И я тоже гусь хороший, нет, чтоб честно все рассказать и покаяться, давай ее дальше дразнить да разыгрывать — опять удалую голову на грудь опустил.
— Сколько?
— Чего сколько?
— Сколько, ты с нею лизался?
— Ну, сколько? — начал припоминать я, — может, полчаса, может, больше. Часов-то у меня нету…
Я уж надеялся, что после таких моих шуточек она придет в себя и расхохочется вместе со мною, да не тут-то было. Она и в самом деле обезумела.
— А потом?
— Чего потом?
— Что было потом? Не скрывайся лучше! Признавайся, несчастный! Не то я тебе не знаю что сделаю!..
— Потом? Что же было потом? А-а, потом я вспомнил, что ужин пропадает, и скорее рванул домой.
Лида выпустила меня, уронила руки:
— Дядя шутит!

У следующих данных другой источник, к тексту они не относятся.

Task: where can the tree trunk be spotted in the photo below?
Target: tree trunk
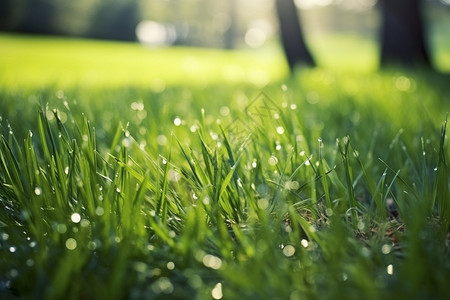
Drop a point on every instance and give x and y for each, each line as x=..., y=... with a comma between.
x=291, y=35
x=402, y=35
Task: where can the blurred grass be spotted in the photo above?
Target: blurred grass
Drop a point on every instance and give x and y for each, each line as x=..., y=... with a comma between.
x=332, y=183
x=37, y=61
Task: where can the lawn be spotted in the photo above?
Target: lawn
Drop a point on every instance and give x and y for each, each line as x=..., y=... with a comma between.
x=182, y=173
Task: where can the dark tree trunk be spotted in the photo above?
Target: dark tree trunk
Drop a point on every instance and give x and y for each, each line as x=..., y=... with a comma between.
x=292, y=36
x=402, y=34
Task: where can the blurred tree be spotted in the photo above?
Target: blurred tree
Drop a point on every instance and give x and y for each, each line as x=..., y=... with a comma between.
x=231, y=30
x=291, y=34
x=38, y=17
x=402, y=34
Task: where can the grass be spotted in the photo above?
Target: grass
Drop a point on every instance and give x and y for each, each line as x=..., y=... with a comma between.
x=323, y=185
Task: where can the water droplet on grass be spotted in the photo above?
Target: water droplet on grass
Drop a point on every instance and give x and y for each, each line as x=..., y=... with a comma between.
x=216, y=292
x=390, y=269
x=386, y=249
x=71, y=244
x=304, y=243
x=273, y=160
x=75, y=217
x=288, y=250
x=38, y=191
x=212, y=261
x=170, y=265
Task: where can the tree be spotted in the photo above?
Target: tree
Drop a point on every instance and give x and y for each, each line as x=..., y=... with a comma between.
x=291, y=34
x=402, y=34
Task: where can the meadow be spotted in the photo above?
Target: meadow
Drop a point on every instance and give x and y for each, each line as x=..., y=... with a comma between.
x=182, y=173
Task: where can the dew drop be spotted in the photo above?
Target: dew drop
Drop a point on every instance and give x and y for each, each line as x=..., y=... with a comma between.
x=273, y=160
x=38, y=191
x=288, y=250
x=304, y=243
x=170, y=265
x=71, y=243
x=75, y=217
x=386, y=249
x=212, y=261
x=216, y=292
x=390, y=269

Я тебя зарежу!
— Чем? Скальпелем или ножом? Лучше ножом. Скальпели уж больно тупые.
— Дурак! Медвежатник! Грубиян! Сибирская деревянная колода! Чурбан! И… и… Я плакала! Вот… Тут… Тут… — показывала она на кожаный диван, единственный в коридоре диван, истерзанный, мятый, дыроватый. И как я представил, что она на этом диване, вжавшись в уголочек, на пружинах этих жестких, маленькая такая, в халатике… — так сгреб ее и прижал к себе:
— Балда ты, ей-богу!
— Конечно, балда, да еще какая! — всхлипывая, прерывисто выговаривала она: — Разве умная стала бы из-за такого…
Я утер ей нос концом ее же косынки, глаза утер и дунул в ухо.

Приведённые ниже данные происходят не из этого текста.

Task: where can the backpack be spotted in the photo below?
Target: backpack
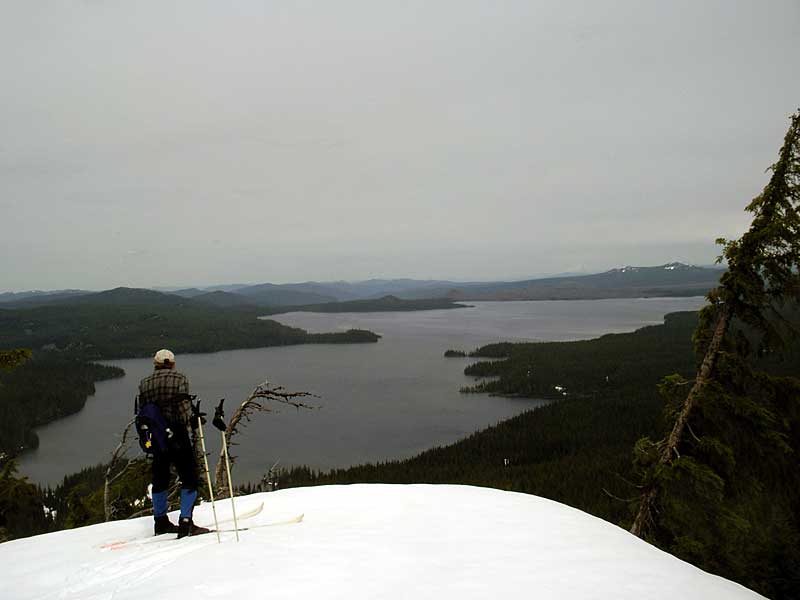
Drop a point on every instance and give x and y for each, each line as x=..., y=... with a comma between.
x=151, y=428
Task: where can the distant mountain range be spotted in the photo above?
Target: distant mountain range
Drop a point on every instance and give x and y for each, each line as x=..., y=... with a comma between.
x=671, y=279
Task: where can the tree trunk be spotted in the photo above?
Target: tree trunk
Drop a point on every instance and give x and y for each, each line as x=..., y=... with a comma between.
x=670, y=450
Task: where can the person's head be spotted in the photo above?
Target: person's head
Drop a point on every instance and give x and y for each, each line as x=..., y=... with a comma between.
x=164, y=359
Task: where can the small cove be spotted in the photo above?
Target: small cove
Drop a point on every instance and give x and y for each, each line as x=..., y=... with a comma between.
x=377, y=402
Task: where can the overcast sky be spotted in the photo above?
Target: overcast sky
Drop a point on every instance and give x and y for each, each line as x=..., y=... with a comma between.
x=188, y=143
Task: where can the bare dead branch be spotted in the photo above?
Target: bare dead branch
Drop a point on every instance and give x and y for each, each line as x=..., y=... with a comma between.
x=256, y=402
x=116, y=456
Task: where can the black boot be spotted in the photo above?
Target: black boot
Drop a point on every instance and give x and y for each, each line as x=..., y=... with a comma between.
x=186, y=528
x=164, y=525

— Ты правда не целовался? — жалко пролепетала она, глядя на меня глазами, все еще полными слез.
— Ну ей-богу!
— Я ведь чуть не умерла. Правда-правда! Все меня обманывают. Все заодно. Я, как дура, по палатам шастаю, а мне говорят: к психам ушел; в физкабинет подался; в шашки сражается… Потом эта ваша любимица-царица, процедурная сестрица: «Лидочка, ты кого ищешь? Мишу? А его сегодня не будет. Он к женщинам на праздник ушел!» — Представляешь?! Ы-ы-ых, я бы ее так и разорвала! — И Лида в самом деле разорвала какую-то бумажку, попавшую в руки, изображая, как она управилась бы с Паней.

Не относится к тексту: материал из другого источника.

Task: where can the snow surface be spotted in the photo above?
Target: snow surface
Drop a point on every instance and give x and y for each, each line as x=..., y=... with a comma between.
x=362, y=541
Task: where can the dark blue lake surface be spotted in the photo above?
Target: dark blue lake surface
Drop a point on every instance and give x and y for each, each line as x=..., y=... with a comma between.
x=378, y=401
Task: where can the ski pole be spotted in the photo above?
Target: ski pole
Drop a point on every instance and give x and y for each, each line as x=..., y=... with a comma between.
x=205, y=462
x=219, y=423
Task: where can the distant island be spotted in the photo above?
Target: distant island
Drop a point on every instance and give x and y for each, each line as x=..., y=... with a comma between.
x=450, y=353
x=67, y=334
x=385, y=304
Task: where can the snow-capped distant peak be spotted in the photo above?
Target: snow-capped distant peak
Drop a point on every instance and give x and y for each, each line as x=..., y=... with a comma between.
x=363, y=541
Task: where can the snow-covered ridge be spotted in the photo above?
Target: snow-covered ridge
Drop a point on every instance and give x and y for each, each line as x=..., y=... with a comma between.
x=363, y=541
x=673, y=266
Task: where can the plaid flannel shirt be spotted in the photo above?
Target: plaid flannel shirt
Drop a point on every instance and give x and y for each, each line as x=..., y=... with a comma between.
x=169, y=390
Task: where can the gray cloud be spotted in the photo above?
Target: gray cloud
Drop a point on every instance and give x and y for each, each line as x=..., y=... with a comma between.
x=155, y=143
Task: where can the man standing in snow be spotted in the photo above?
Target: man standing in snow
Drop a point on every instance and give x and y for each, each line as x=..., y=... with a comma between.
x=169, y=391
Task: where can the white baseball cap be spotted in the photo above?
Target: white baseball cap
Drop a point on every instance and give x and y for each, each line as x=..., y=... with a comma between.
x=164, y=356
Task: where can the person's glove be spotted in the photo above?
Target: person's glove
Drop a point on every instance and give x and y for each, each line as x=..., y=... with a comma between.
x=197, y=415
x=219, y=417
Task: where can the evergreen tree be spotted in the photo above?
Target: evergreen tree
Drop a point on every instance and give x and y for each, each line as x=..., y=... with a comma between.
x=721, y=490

Я утянул Лиду под барьер, в раздевалку, и там, закрытый одеждой и халатами, крепко-крепко ее поцеловал. После чего она брякнула меня кулаком по голове:
— Вот тебе, враг такой! — И, совсем успокоившись, сказала: Сколько ты моей крови выпил, кто бы знал!
О том, что днями будет комиссия и меня выпишут из госпиталя и потому она выпрашивалась подменять сестер и дежурила за них, забыв про сон и покой, чтобы только побыть со мною, — она мне не сказала. Об этом я уже узнаю позднее.
Многого я тогда еще не знал и не понимал.
Вот подошла и моя очередь покидать госпиталь. Меня признали годным к нестроевой службе. Предстояло еще раз мотаться по пересылкам и резервным полкам. Мотаться, как всегда, бестолково и долго, пока угодишь в какую-нибудь часть и определишься к месту.
Лида осунулась, мало разговаривала со мной. Завтра с утра я уже буду собираться на пересыльный пункт. Эту ночь мы решили не спать и сидели возле круглой чугунной печки в палате выздоравливающих. В печке чадно горел каменный уголь, и чуть светилась одинокая электролампа под потолком. Электростанцию уже восстановили, но энергию строго берегли и потому выключали на ночь все, что можно выключить.